Purpose: We defined the yield and nature of prostate cancer in the setting of population based, randomized prostate specific antigen (PSA) guided screening in men with PSA levels between 3 and 4 ng./ml. who were 50 to 65 years old at the time of randomization.
Materials and methods: Sextant biopsies were performed in 243 men with PSA of 3 to 4 ng./ml. Therapy decisions were based on core cancer length, histological grade and life expectancy.

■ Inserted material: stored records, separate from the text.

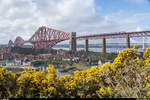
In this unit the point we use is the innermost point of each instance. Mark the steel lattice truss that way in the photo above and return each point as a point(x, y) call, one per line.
point(44, 37)
point(116, 35)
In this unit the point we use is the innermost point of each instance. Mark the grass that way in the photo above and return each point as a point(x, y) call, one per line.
point(79, 66)
point(14, 66)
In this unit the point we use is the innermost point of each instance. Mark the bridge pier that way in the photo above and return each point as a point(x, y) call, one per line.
point(127, 41)
point(86, 45)
point(104, 45)
point(73, 43)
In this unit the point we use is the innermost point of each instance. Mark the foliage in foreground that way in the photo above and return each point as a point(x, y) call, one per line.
point(127, 77)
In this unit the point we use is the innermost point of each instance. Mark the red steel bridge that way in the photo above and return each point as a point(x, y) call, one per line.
point(46, 37)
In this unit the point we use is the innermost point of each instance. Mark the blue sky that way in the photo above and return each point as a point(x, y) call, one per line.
point(24, 17)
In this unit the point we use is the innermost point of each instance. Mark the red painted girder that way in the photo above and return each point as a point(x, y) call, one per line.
point(115, 35)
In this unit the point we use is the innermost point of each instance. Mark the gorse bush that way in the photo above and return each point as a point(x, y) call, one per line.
point(127, 77)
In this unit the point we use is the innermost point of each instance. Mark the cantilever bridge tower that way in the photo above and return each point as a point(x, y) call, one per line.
point(44, 37)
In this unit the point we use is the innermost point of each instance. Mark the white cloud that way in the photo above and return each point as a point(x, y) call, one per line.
point(23, 17)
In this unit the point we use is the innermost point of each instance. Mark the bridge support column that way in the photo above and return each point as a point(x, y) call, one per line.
point(127, 41)
point(86, 45)
point(104, 46)
point(73, 42)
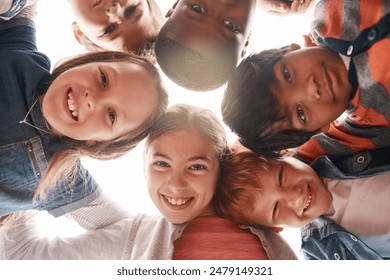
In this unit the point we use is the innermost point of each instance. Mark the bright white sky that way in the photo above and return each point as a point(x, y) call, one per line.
point(123, 179)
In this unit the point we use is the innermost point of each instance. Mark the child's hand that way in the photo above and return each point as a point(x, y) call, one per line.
point(286, 7)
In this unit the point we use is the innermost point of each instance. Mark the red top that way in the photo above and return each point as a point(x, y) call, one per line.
point(216, 238)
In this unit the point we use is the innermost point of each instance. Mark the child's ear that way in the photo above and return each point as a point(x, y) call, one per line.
point(90, 142)
point(243, 52)
point(169, 13)
point(277, 229)
point(78, 34)
point(291, 47)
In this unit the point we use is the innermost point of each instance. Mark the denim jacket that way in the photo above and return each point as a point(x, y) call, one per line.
point(324, 239)
point(25, 150)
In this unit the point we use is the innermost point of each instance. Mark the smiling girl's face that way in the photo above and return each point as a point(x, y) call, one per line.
point(182, 170)
point(100, 101)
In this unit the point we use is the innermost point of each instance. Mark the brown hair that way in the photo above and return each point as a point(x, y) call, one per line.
point(181, 116)
point(238, 185)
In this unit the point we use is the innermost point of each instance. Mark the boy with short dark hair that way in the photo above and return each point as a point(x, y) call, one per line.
point(279, 99)
point(201, 42)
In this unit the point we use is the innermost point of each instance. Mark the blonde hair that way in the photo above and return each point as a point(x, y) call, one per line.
point(66, 163)
point(182, 116)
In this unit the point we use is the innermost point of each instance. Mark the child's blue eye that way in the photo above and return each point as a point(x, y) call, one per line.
point(301, 115)
point(104, 78)
point(198, 9)
point(129, 11)
point(111, 115)
point(109, 29)
point(286, 74)
point(232, 26)
point(197, 167)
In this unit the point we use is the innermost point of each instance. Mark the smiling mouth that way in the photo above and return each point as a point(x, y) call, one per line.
point(97, 3)
point(308, 202)
point(177, 201)
point(72, 105)
point(329, 82)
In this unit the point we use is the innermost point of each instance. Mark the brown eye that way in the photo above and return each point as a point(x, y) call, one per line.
point(231, 26)
point(198, 9)
point(286, 74)
point(301, 115)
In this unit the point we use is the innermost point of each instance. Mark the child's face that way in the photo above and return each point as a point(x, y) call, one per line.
point(312, 87)
point(120, 27)
point(208, 26)
point(182, 170)
point(292, 195)
point(100, 101)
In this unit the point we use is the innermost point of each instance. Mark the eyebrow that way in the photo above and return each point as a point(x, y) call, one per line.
point(119, 33)
point(203, 158)
point(193, 18)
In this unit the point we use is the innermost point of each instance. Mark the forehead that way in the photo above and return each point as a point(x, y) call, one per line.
point(185, 142)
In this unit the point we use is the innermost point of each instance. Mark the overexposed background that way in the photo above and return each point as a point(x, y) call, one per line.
point(123, 179)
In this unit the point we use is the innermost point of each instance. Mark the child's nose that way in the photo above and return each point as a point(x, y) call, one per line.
point(295, 198)
point(314, 88)
point(177, 182)
point(114, 12)
point(89, 101)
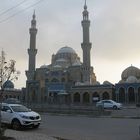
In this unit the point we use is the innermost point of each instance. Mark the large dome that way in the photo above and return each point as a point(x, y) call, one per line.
point(66, 49)
point(131, 71)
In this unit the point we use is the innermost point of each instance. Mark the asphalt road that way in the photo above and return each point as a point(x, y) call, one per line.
point(85, 128)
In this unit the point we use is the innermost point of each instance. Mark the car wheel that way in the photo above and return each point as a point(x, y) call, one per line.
point(16, 124)
point(115, 107)
point(36, 126)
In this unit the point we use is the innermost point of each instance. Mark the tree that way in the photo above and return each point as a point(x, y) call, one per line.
point(7, 72)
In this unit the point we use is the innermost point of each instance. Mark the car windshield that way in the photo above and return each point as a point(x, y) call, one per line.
point(20, 109)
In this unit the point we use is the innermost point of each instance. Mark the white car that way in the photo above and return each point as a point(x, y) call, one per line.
point(18, 115)
point(109, 104)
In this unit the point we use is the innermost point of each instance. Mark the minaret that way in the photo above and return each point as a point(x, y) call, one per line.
point(86, 46)
point(32, 51)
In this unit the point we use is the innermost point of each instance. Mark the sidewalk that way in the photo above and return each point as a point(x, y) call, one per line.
point(23, 135)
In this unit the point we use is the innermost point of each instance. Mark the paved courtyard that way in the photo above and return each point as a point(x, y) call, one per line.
point(85, 128)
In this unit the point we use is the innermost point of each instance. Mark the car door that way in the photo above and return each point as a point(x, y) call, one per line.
point(6, 114)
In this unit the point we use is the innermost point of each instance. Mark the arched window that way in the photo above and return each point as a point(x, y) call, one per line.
point(55, 80)
point(122, 95)
point(86, 97)
point(63, 80)
point(139, 95)
point(95, 97)
point(76, 97)
point(131, 95)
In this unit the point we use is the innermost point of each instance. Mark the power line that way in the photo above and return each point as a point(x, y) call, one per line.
point(4, 12)
point(1, 21)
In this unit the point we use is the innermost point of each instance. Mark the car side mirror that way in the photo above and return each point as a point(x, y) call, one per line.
point(9, 111)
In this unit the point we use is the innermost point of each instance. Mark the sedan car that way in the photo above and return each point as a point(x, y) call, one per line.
point(19, 116)
point(106, 104)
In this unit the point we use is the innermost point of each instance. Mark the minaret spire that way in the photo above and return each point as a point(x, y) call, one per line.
point(85, 6)
point(86, 46)
point(32, 51)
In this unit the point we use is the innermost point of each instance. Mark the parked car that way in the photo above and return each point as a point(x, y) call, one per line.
point(18, 116)
point(12, 101)
point(109, 104)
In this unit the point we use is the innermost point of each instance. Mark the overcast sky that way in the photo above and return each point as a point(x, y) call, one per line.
point(114, 33)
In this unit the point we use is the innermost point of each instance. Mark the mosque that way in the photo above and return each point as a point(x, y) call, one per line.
point(68, 80)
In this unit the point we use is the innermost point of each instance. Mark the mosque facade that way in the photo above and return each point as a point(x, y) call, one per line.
point(69, 80)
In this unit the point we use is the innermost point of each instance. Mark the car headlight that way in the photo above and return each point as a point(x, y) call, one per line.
point(24, 117)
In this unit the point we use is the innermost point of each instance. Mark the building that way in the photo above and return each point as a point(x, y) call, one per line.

Results: Of the men 32 (13.2%) had prostate cancer constituting 23% of all of the 137 prostate cancers to data detected in the first round of our screening study. Age and PSA were similar in men with and without prostate cancer. Men with prostate cancer had significantly lower free PSA and free-to-total PSA ratio, and higher PSA density. Cancer was clinical stage T1c in 27 cases and stage T2 in 5. Hypoechoic areas were noted at transrectal ultrasound in 10 cases. Digital rectal examination and transrectal ultrasound were normal in 21 cases (66%). To date 14 patients have undergone prostatectomy. Surgical specimens showed a mean tumor volume of 1.8 cc (range 0.6 to 4.4) and significant amounts of high grade tumor were present in only 3 cases. Margins were positive in 5 cases, and pathological stage was pT2 in 8 cases and pT3 in 6.
Conclusions: By lowering the PSA cutoff from 4 to 3 ng./ml. an increase in cancer detection by 30% was achieved. While the addition of free-to-total ratio and PSA density may reduce the number of biopsies by about 15% with sensitivity maintained at 90%, systematic sextant biopsies were necessary in most of these mean as 66% of the tumors were negative on transrectal ultrasound and digital rectal examination. The majority of these cancers were clinically significant and suitable for curative treatment. If therapy decisions are based on the pathological findings of the biopsies, the risk of treating insignificant cancers seems low.